Tangannya terangkat untuk memijat pangkal hidungnya sendiri, ia terlihat terdiam lama, menatap kosong ke bawah kaki Rinjani.

Wajahnya terlihat frustasi.
Tangannya kemudian bergerak, melepas kukungannya pada tubuh Rinjani.

Cakra membuka cengkraman tangan kanannya yang sedari tadi menggenggam sesuatu, obat salep.

Mata Cakra fokus pada obat salep itu saat ia membuka tutupnya, begitupun dengan Rinjani.

Tak lama, fokus Rinjani tak lagi menatap salep itu saat Cakra mulai mengusapkan jarinya yang telah diolesi obat, ke bibir Rinjani.

Dengan telaten, Cakra mengolesi obat itu.

Keheningan kembali terasa. Rinjani memfokuskan matanya pada dada bidang Cakra, sedangkan Cakra, fokusnya pada bibir Rinjani.

Tiba-tiba, tangan Cakra berhenti bergerak. Cakra berhenti mengolesi obat tersebut.
"Bukan salah lo."
Ucapnya tiba-tiba. Matanya tak menatap Rinjani.

Rinjani mendongakkan kepalanya pelan.

"Lo ga perlu bertanggung jawab atas semua hal Rinjani." Ucapnya lagi, yang kini menatap Rinjani.

"Semuanya, bukan salah lo."

Matanya terpaku menatap Cakra. Sesuatu terasa bergejolak dalam diri Rinjani. Rinjani tertegun.

Rinjani—- begitu menunggu seseorang untuk mengatakan itu kepadanya, satu kali saja. Bahwa semua ini bukan salah nya, dan Rinjani tak pantas untuk mendapatkan semua hal buruk yang terjadi.

Semua orang selalu menganggapnya bersalah, semua orang selalu mengatakan dirinya jahat.
Seiring waktu, Rinjani mendapati dirinya terbiasa dengan itu. Perasaan itupun perlahan berubah menjadi pembenaran. Rinjani merasa— semua itu benar, semua yang mereka katakan tentang dirinya benar. Dan setelah semua yang terjadi, ia pantas mendapatkan itu. Ia pantas di perlakukan dengan buruk.

Cakra.
Begitu mudah baginya untuk mengetahui isi hati Rinjani. Begitu mudah baginya untuk mengerti Rinjani, seperti Rinjani adalah sebuah buku. Buku yang akan memberi tahumu segala hal hanya dengan membukanya.

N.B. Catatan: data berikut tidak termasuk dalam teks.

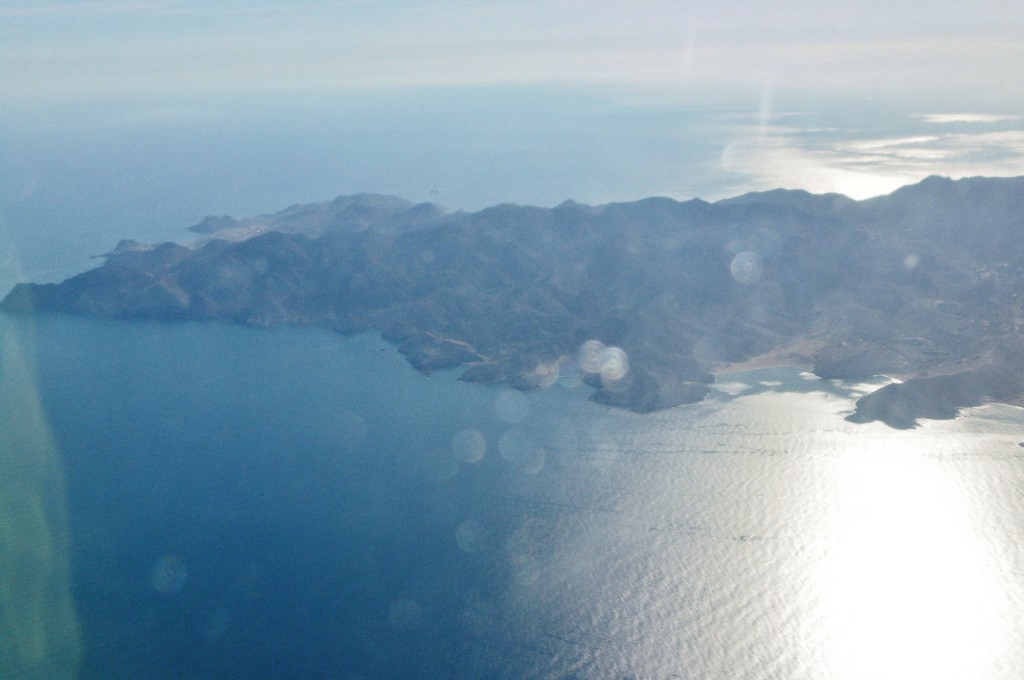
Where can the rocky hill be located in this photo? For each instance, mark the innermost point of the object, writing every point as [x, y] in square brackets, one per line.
[641, 300]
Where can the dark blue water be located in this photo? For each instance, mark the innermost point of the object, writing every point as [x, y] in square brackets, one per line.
[210, 501]
[302, 483]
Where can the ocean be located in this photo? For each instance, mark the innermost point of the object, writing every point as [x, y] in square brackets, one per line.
[211, 501]
[204, 501]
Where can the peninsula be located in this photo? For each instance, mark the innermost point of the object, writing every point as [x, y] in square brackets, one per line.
[640, 300]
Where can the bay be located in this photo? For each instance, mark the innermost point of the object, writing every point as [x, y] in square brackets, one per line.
[253, 503]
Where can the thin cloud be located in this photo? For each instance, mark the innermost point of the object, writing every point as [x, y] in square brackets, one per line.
[942, 119]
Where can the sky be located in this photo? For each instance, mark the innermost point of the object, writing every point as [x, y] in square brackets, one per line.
[136, 119]
[57, 51]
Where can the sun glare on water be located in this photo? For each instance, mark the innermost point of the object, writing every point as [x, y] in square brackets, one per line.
[910, 589]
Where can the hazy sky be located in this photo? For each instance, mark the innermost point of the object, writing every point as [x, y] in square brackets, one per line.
[136, 119]
[943, 52]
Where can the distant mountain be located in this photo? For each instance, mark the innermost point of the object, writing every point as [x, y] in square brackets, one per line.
[641, 300]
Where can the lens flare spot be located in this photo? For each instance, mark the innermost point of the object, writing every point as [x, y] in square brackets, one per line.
[614, 365]
[589, 356]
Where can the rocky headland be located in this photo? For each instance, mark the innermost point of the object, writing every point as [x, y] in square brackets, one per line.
[640, 300]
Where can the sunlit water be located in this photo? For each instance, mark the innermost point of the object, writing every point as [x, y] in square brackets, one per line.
[292, 503]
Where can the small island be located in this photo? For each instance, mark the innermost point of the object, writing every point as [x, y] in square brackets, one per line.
[643, 300]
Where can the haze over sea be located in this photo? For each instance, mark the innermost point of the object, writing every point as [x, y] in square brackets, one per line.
[207, 501]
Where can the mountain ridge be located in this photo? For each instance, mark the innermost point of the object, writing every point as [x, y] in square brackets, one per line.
[924, 283]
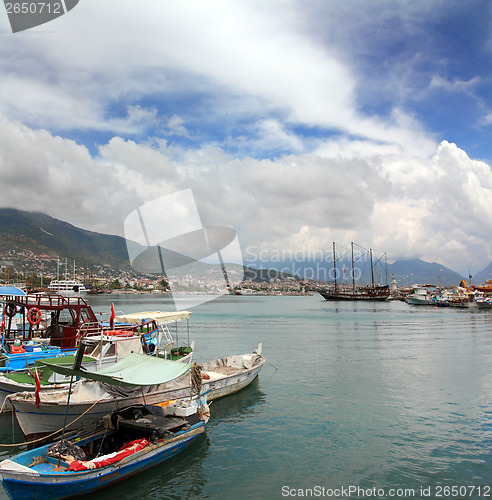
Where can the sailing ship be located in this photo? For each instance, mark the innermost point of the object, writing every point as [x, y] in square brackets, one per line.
[356, 292]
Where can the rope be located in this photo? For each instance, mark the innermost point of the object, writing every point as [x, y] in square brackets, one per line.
[53, 433]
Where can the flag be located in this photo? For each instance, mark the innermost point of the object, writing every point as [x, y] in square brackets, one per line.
[111, 319]
[38, 387]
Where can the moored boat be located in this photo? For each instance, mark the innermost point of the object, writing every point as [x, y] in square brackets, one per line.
[372, 292]
[91, 399]
[127, 441]
[67, 288]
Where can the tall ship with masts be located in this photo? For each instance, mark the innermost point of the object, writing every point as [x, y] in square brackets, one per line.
[341, 291]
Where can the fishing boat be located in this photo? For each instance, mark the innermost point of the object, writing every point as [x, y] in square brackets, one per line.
[99, 352]
[92, 398]
[423, 295]
[40, 326]
[159, 340]
[67, 288]
[127, 441]
[355, 292]
[144, 333]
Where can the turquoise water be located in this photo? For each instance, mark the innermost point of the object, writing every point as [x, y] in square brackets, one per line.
[381, 396]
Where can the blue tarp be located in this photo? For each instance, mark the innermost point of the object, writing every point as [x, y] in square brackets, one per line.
[11, 290]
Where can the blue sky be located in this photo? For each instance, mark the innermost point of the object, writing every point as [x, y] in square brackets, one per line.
[297, 123]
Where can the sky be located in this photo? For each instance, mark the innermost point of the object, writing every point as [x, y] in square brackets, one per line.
[297, 123]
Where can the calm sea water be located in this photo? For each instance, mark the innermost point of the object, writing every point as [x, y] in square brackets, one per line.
[383, 396]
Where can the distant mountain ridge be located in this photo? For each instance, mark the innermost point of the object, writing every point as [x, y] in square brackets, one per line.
[43, 234]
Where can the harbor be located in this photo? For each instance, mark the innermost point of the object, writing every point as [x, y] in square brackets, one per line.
[376, 395]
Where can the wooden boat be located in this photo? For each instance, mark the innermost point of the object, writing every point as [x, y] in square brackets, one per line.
[55, 325]
[106, 343]
[371, 292]
[129, 441]
[91, 399]
[99, 352]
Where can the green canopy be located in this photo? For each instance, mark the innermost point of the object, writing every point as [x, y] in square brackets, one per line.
[136, 369]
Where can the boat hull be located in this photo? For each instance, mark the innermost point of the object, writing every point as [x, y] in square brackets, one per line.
[373, 295]
[56, 484]
[50, 417]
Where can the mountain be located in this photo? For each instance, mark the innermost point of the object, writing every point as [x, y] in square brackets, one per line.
[43, 234]
[483, 276]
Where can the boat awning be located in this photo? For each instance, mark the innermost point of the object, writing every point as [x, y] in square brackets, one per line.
[135, 370]
[159, 316]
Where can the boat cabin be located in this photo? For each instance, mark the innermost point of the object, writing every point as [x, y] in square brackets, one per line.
[61, 320]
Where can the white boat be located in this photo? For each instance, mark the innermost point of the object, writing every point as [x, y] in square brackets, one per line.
[67, 288]
[92, 399]
[423, 295]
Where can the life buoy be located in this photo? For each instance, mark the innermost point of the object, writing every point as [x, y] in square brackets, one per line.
[34, 316]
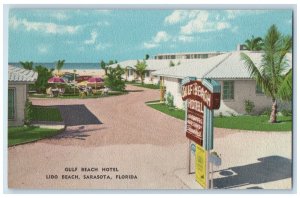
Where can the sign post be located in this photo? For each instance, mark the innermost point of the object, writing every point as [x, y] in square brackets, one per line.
[201, 97]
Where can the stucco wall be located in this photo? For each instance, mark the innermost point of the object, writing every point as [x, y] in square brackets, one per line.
[174, 88]
[148, 80]
[243, 90]
[20, 99]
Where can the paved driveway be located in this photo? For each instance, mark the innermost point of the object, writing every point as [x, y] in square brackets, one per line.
[136, 147]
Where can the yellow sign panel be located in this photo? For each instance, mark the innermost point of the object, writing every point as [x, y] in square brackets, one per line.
[200, 166]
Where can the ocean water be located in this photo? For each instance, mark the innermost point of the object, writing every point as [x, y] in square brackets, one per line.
[66, 65]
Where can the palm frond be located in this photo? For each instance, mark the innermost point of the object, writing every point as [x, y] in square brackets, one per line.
[256, 74]
[285, 91]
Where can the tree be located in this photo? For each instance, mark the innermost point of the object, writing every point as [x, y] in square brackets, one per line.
[114, 80]
[59, 65]
[271, 76]
[140, 69]
[27, 65]
[254, 44]
[147, 56]
[44, 74]
[171, 64]
[111, 62]
[103, 66]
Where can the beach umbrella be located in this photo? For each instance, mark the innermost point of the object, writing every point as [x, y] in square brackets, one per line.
[82, 84]
[56, 80]
[95, 80]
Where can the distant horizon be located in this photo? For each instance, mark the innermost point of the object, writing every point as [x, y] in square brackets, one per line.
[92, 35]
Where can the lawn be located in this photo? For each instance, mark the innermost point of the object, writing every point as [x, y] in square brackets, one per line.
[244, 122]
[21, 135]
[177, 113]
[44, 113]
[149, 86]
[77, 96]
[254, 123]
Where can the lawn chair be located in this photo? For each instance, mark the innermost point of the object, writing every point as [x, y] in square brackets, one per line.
[49, 92]
[61, 91]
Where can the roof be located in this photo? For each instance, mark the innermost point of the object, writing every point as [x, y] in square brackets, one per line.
[152, 64]
[18, 74]
[224, 66]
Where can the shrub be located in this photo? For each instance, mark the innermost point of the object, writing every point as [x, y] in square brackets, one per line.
[286, 112]
[249, 106]
[267, 111]
[28, 113]
[221, 115]
[114, 80]
[170, 100]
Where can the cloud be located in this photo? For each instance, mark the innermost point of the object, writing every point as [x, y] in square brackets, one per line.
[185, 39]
[205, 22]
[160, 37]
[180, 15]
[102, 46]
[150, 45]
[42, 49]
[175, 17]
[93, 38]
[62, 16]
[232, 14]
[50, 28]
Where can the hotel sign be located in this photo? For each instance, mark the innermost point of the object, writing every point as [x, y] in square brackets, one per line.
[196, 91]
[200, 99]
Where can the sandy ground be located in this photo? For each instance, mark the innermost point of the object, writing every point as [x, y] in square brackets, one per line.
[85, 72]
[143, 148]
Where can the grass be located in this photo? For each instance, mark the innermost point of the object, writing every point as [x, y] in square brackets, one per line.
[176, 113]
[148, 86]
[244, 122]
[42, 113]
[254, 123]
[21, 135]
[77, 96]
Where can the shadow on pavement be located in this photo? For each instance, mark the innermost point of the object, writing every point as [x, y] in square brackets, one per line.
[80, 133]
[74, 115]
[136, 90]
[268, 169]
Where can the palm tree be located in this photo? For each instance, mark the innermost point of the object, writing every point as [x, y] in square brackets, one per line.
[74, 79]
[59, 65]
[103, 66]
[140, 68]
[254, 44]
[271, 76]
[171, 64]
[27, 65]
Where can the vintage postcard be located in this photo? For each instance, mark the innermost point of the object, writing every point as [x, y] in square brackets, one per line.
[150, 98]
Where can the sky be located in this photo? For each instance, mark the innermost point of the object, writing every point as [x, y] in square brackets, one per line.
[92, 35]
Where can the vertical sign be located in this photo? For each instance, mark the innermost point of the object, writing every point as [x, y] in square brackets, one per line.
[201, 98]
[200, 166]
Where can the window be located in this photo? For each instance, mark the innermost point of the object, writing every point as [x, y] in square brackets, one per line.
[228, 90]
[11, 103]
[258, 90]
[130, 72]
[147, 74]
[179, 86]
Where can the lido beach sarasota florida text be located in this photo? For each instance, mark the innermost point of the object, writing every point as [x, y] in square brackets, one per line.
[91, 173]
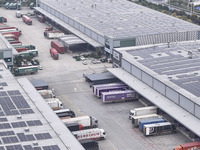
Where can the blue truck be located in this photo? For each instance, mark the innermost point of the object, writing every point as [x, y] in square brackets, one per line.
[149, 121]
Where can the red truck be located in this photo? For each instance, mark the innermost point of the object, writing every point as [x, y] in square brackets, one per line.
[54, 53]
[27, 20]
[188, 146]
[58, 46]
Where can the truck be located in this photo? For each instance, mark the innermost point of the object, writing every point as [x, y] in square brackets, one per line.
[54, 53]
[3, 19]
[158, 129]
[54, 103]
[96, 134]
[27, 20]
[117, 96]
[142, 111]
[47, 94]
[136, 119]
[110, 88]
[188, 146]
[65, 113]
[85, 121]
[95, 87]
[25, 70]
[149, 121]
[74, 127]
[58, 46]
[53, 34]
[89, 144]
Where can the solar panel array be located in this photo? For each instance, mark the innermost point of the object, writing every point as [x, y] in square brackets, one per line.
[180, 62]
[120, 19]
[12, 103]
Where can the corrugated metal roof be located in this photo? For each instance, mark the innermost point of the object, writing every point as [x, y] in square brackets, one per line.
[175, 111]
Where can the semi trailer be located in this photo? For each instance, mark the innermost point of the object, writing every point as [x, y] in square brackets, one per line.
[149, 121]
[117, 96]
[158, 129]
[143, 111]
[96, 134]
[65, 113]
[136, 119]
[110, 88]
[85, 121]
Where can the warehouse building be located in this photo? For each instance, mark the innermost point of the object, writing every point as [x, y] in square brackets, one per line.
[117, 23]
[6, 51]
[168, 75]
[26, 121]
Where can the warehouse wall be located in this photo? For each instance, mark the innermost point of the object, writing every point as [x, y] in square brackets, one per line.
[162, 88]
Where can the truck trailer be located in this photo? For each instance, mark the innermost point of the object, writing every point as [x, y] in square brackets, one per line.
[188, 146]
[47, 94]
[58, 46]
[85, 121]
[136, 119]
[27, 20]
[117, 96]
[25, 70]
[54, 103]
[111, 88]
[96, 134]
[95, 87]
[65, 113]
[89, 144]
[54, 53]
[143, 111]
[158, 129]
[74, 127]
[149, 121]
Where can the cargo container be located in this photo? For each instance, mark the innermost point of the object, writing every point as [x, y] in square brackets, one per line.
[96, 134]
[47, 94]
[41, 18]
[149, 121]
[54, 53]
[136, 119]
[110, 88]
[188, 146]
[85, 121]
[25, 70]
[65, 113]
[143, 111]
[27, 20]
[89, 144]
[53, 34]
[58, 46]
[3, 19]
[158, 129]
[95, 87]
[54, 103]
[117, 96]
[74, 127]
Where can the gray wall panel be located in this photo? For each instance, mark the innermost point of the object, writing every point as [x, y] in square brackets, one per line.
[136, 72]
[94, 35]
[158, 86]
[187, 104]
[126, 65]
[147, 79]
[197, 111]
[173, 95]
[101, 39]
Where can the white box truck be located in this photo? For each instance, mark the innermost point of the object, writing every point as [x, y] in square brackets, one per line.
[47, 94]
[136, 119]
[85, 121]
[142, 111]
[54, 103]
[96, 134]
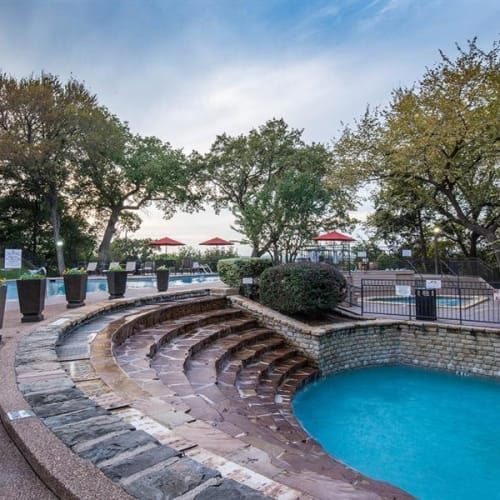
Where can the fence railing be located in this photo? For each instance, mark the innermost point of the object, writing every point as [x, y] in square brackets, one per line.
[456, 300]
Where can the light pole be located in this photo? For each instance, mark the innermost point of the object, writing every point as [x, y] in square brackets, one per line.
[436, 232]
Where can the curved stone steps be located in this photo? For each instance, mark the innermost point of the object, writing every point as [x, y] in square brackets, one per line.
[250, 375]
[147, 341]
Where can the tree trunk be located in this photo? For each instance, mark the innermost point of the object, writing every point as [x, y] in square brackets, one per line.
[56, 228]
[494, 241]
[108, 234]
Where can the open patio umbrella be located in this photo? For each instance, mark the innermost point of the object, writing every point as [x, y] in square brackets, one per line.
[167, 242]
[340, 245]
[216, 242]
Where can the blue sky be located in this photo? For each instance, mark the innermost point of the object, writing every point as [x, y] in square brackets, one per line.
[188, 70]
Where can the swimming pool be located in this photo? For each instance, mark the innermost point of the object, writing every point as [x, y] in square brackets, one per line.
[55, 286]
[433, 434]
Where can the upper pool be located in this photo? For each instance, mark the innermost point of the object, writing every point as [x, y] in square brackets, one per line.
[433, 434]
[55, 286]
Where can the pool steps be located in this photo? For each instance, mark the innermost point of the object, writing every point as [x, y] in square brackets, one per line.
[188, 399]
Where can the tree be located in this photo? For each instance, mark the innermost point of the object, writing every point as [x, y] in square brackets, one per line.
[39, 123]
[121, 173]
[273, 184]
[438, 143]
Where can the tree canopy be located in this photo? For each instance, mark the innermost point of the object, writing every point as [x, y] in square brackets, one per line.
[71, 171]
[436, 146]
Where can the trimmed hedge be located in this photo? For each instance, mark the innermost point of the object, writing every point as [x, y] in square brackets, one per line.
[232, 271]
[304, 288]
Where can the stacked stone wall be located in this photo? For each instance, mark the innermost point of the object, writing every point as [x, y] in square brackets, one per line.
[466, 350]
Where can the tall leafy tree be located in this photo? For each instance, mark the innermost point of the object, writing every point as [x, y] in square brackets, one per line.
[121, 173]
[40, 120]
[439, 142]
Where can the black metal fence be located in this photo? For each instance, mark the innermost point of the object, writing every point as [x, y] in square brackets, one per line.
[452, 300]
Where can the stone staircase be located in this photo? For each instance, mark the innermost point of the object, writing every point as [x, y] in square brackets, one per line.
[219, 365]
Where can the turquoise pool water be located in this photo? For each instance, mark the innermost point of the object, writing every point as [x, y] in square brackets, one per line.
[56, 286]
[435, 435]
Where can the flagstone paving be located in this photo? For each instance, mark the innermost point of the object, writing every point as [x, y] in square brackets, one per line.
[188, 399]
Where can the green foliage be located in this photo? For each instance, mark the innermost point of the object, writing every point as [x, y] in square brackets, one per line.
[434, 152]
[29, 276]
[125, 249]
[302, 288]
[40, 125]
[275, 185]
[232, 271]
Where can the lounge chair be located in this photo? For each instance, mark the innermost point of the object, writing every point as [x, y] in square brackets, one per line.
[92, 267]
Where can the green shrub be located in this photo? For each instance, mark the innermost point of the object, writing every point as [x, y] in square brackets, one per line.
[302, 288]
[232, 271]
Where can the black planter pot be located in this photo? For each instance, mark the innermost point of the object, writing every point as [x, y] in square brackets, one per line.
[162, 280]
[31, 294]
[3, 295]
[117, 283]
[75, 287]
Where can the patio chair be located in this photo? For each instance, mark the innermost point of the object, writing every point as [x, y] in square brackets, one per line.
[112, 264]
[187, 265]
[201, 268]
[130, 266]
[92, 267]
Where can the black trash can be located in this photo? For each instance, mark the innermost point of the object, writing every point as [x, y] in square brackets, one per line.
[425, 304]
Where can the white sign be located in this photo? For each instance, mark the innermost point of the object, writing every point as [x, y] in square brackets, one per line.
[433, 284]
[13, 258]
[403, 290]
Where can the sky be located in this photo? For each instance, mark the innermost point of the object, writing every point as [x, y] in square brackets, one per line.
[188, 70]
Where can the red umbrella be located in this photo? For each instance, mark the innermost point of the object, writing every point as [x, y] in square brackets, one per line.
[339, 249]
[216, 242]
[166, 241]
[333, 236]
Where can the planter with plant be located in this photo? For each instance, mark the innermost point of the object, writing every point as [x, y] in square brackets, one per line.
[75, 287]
[117, 282]
[31, 290]
[3, 295]
[162, 275]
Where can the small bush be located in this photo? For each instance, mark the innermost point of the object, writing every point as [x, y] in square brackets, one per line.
[302, 288]
[232, 271]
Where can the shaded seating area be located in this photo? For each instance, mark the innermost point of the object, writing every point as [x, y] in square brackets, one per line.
[148, 267]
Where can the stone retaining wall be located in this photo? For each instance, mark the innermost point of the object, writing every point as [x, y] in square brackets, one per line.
[458, 349]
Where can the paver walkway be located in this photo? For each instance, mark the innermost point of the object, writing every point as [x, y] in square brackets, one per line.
[100, 426]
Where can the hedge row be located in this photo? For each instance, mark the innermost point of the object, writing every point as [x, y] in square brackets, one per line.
[305, 288]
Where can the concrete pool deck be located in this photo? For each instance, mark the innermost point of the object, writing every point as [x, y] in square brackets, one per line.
[76, 477]
[17, 478]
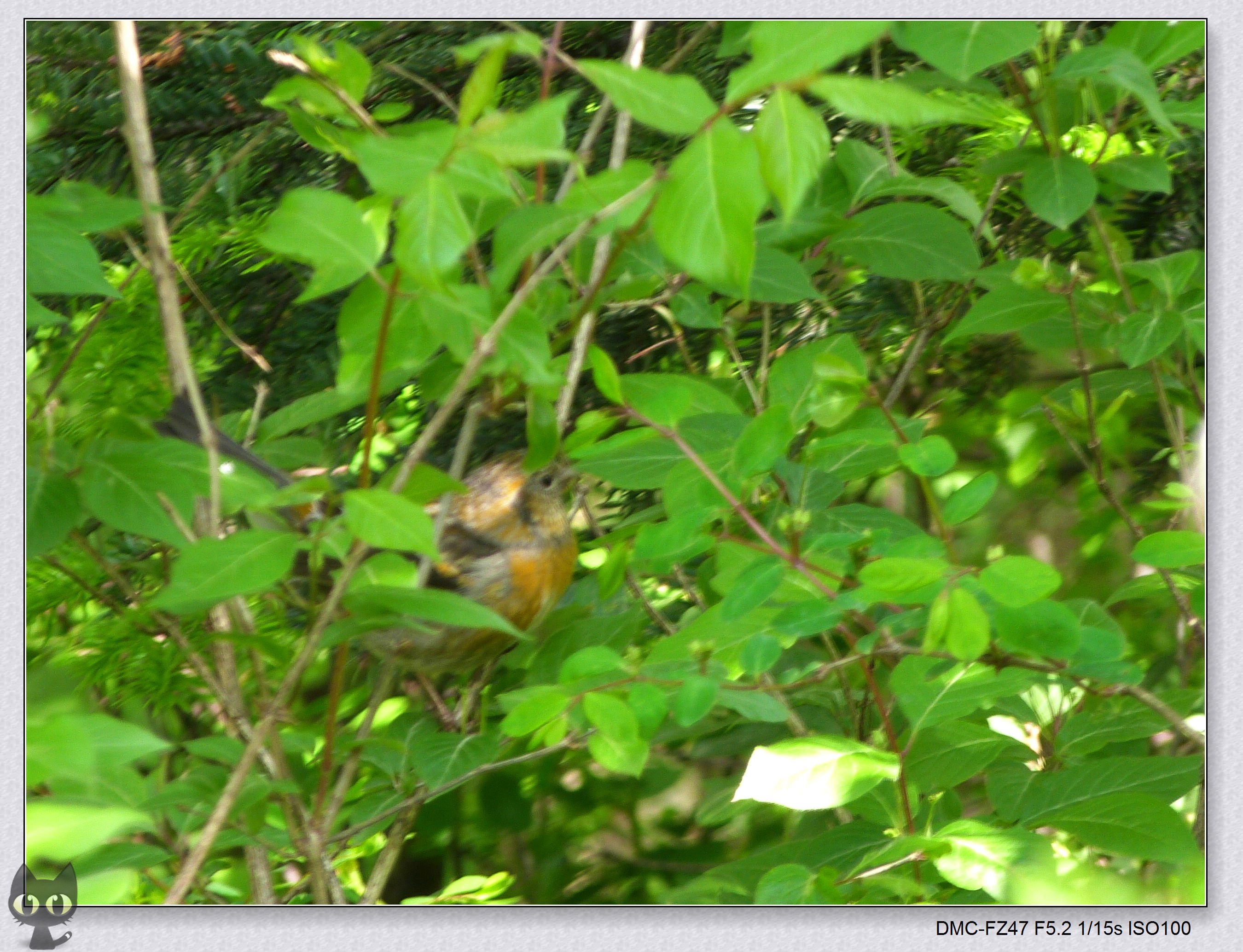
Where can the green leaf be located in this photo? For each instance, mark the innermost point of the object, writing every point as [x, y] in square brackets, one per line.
[60, 261]
[965, 47]
[1141, 173]
[432, 232]
[210, 571]
[1134, 824]
[970, 499]
[887, 104]
[985, 858]
[760, 653]
[814, 773]
[1017, 581]
[930, 694]
[694, 700]
[930, 457]
[764, 441]
[626, 756]
[958, 622]
[1118, 68]
[632, 460]
[542, 434]
[1034, 796]
[1170, 550]
[677, 105]
[388, 521]
[52, 509]
[535, 711]
[785, 50]
[60, 832]
[945, 756]
[429, 604]
[704, 221]
[1011, 308]
[327, 232]
[1146, 335]
[793, 146]
[1042, 628]
[1170, 274]
[81, 207]
[525, 139]
[899, 576]
[1059, 189]
[756, 586]
[612, 716]
[910, 242]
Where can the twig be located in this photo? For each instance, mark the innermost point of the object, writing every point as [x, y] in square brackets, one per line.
[159, 250]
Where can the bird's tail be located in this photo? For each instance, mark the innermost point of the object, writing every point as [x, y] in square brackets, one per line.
[180, 424]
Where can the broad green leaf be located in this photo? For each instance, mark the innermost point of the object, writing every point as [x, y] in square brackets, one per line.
[887, 104]
[1059, 189]
[965, 47]
[910, 242]
[1042, 628]
[756, 586]
[432, 232]
[785, 50]
[1134, 824]
[326, 230]
[705, 217]
[1029, 797]
[430, 604]
[931, 694]
[1141, 173]
[82, 207]
[760, 653]
[1170, 550]
[814, 773]
[525, 139]
[535, 711]
[1017, 581]
[388, 521]
[1118, 68]
[626, 756]
[958, 622]
[899, 576]
[969, 500]
[929, 457]
[632, 460]
[1011, 308]
[764, 441]
[1146, 335]
[52, 509]
[210, 571]
[677, 105]
[694, 700]
[60, 261]
[1171, 274]
[401, 163]
[955, 198]
[945, 756]
[59, 830]
[984, 858]
[793, 146]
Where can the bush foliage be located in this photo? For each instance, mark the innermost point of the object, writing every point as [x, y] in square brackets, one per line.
[892, 342]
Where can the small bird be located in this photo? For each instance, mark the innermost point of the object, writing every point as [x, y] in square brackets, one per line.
[507, 545]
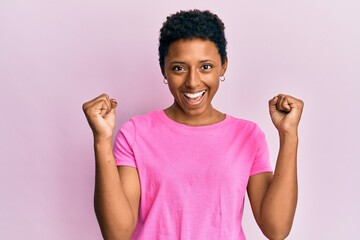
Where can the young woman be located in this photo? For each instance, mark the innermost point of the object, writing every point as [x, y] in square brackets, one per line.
[182, 172]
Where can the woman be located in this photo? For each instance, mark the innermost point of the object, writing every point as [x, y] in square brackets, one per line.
[182, 172]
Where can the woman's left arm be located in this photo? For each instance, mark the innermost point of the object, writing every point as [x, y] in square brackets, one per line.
[273, 197]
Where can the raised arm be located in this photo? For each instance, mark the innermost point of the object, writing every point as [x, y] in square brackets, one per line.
[273, 197]
[117, 190]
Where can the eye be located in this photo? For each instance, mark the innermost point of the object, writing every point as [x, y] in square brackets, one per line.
[206, 67]
[178, 68]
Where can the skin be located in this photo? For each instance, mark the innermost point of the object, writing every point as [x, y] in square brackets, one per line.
[193, 66]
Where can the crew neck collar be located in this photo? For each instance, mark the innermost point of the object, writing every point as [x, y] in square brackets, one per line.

Sebuah pemikiran tiba-tiba melintas di otaknya.
Rinjani menfokuskan tatapannya pada mata hitam pekat Cakra, berharap apa yang tengah dipikirkannya itu salah.

"Kak."
Rinjani memulai ucapannya. Suaranya tercekat.

"Itu lo kan?"
Lanjut Rinjani.

"Murid yang lo ceritain itu. Yang hampir bunuh diri itu. Itu lo kan?"
Rinjani mendapati dirinya kembali tercekat saat mengatakan kalimat itu. Kepalanya terasa pusing. Ia menatap Cakra yang tiba-tiba terdiam.

Tangan Cakra yang masih berada di bibir Rinjani terasa bergetar, ekspresinya kaku, rahangnya mengeras.

Benar. Itu dia.

Murid itu adalah Cakra sendiri.

Rasa sesak tiba-tiba menghampiri Rinjani. Rinjani mendapati dadanya terasa sakit saat matanya melihat ekspresi itu. Ekspresi yang baru pertama kali Cakra perlihatkan kepadanya.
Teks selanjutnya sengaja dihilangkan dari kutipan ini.